I didn’t want to press my luck again with IVF — I know that has a lot to do with my mind not wandering to the next one. I mean, what if it doesn’t turn out so perfectly next time? I can list 1,000 things that could make it harder than it was, the first and foremost being that we got pregnant with Easton on the first try! That was huge and it doesn’t always go down like that.

What if took two or three or more trials? What if I had twins — or triplets? Or what if it simply just didn’t ever take? I have friends who’ve been through all of those scenarios.

Admittedly, we do enjoy our trio. Our life is easy and unencumbered with the chaos of several children’s needs and schedules. Not to mention traveling with all that stuff!! All the carseats and suitcases to get around! It surely is not easy.

A friend of mine who just went from one child to two confirmed that the single child family is something to behold. And so I’ll be clear and say that we do enjoy the flexibility our small household affords us. Life is a breeze. But all that wildly busy stuff is just the price of love — you give some to get some.

I want to have another baby. Not just for Easton, and not so that she won’t be lonely. Just to feel it all over again. Being pregnant was wildly amazing, as I’m sure you will all agree. And my heart grew six sizes more on the day Easton was born. The whole nine-month journey was probably the most blissful moment of my entire life.

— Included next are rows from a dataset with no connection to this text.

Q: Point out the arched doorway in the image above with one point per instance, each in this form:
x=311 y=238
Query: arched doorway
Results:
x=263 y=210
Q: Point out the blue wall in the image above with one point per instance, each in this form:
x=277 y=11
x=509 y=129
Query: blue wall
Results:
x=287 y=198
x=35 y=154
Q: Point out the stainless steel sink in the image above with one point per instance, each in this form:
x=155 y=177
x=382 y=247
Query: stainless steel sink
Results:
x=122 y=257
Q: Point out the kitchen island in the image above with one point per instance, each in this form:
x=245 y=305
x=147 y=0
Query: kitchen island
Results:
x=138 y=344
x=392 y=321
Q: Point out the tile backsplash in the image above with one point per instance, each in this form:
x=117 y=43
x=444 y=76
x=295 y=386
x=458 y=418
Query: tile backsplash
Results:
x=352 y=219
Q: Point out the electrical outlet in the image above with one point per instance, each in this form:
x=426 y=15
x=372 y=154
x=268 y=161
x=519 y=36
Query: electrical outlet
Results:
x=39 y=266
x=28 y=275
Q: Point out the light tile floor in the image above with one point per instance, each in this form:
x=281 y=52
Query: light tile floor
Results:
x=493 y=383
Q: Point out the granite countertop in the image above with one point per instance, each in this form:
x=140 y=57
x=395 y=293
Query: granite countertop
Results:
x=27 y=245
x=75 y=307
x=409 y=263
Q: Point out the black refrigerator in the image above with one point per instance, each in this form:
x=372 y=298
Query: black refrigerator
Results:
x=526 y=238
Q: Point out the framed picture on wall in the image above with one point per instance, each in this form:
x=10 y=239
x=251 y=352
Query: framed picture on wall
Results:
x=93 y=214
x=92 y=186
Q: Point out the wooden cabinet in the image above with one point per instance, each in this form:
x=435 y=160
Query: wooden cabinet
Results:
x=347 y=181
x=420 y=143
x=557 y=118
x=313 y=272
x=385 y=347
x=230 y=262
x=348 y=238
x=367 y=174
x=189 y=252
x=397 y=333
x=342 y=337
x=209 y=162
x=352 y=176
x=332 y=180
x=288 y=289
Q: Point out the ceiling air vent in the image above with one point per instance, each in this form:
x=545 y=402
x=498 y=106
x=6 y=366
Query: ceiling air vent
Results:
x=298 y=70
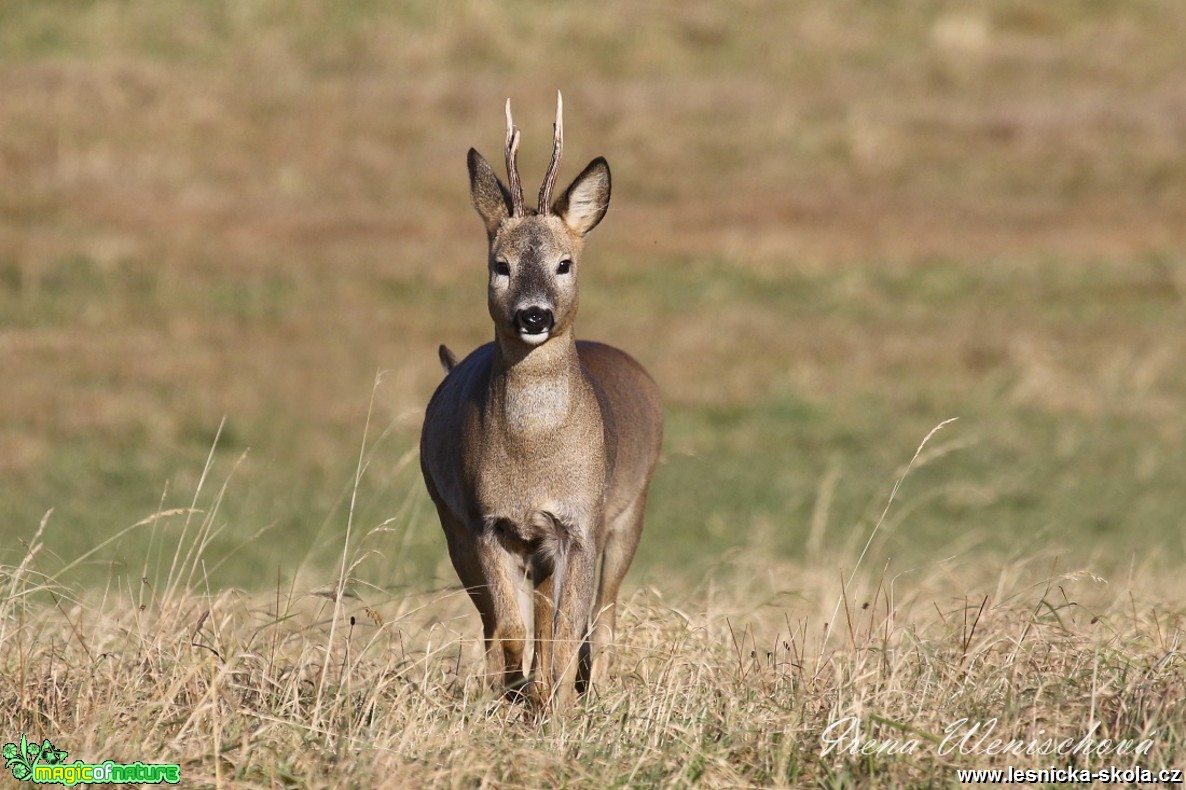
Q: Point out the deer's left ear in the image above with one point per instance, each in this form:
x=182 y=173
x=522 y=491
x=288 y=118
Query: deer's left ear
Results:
x=582 y=204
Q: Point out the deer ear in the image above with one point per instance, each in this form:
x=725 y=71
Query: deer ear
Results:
x=489 y=196
x=582 y=204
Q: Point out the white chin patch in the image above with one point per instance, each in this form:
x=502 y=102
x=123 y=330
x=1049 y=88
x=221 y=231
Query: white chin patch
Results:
x=534 y=339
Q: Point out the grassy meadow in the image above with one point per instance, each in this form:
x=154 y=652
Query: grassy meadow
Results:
x=233 y=235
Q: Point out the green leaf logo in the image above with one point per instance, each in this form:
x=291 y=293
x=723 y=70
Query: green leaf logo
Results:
x=21 y=759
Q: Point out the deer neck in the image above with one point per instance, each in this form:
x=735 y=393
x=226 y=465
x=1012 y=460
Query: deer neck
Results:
x=536 y=388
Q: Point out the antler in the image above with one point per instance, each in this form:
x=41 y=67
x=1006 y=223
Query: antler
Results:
x=558 y=144
x=516 y=188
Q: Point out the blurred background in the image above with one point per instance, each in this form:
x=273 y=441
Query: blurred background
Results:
x=233 y=235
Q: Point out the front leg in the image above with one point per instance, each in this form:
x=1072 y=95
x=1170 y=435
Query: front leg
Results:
x=566 y=613
x=502 y=620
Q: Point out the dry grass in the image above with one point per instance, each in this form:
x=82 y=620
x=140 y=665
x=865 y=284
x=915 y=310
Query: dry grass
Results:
x=836 y=671
x=869 y=215
x=731 y=685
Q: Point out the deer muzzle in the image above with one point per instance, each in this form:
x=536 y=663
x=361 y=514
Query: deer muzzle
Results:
x=534 y=323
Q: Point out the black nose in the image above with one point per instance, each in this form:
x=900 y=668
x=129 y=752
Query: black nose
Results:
x=534 y=320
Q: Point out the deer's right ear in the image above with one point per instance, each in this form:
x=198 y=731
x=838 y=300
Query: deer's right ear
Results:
x=489 y=196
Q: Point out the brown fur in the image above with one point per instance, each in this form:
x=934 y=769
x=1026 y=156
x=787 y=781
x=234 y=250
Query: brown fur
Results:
x=537 y=451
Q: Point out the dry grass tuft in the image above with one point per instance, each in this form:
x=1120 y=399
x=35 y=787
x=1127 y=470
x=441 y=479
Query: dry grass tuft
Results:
x=733 y=683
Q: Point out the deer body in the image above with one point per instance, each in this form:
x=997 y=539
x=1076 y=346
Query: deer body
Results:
x=537 y=450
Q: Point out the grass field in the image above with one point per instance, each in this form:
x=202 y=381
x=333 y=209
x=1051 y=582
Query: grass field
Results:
x=233 y=235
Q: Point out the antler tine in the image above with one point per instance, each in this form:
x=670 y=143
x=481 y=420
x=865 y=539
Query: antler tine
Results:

Well, maybe the first seven months. Those last few were brutal — what with the bladder control issues, fatigue and the general feeling that goes along with waddling my 202 lbs. around. The majority of pregnancy, birth and the brand new hours that first year were truly beautiful. I would love to do it all over again.

I’ve got baby fever, as they say! It’s been creeping up on me. I fantasize about it.

To disrupt our seriously well-adjusted life with the emotional journey of infertility and then the chaos of a no longer single child household? But what if? What if we let this moment pass us by because we are comfortable? Or because the IVF process is so tumultuous? What if Easton went her whole life as I did? Would I regret that for her? For us?

I don’t know the answer quite yet, but I can tell you that I do miss the sweet smell of a baby in my arms these days. And I know for a fact that having a sibling would have been pretty darn cool. Hmm, so I’m wondering a lot lately…

The IVF journey is to be continued, PEOPLE.com readers.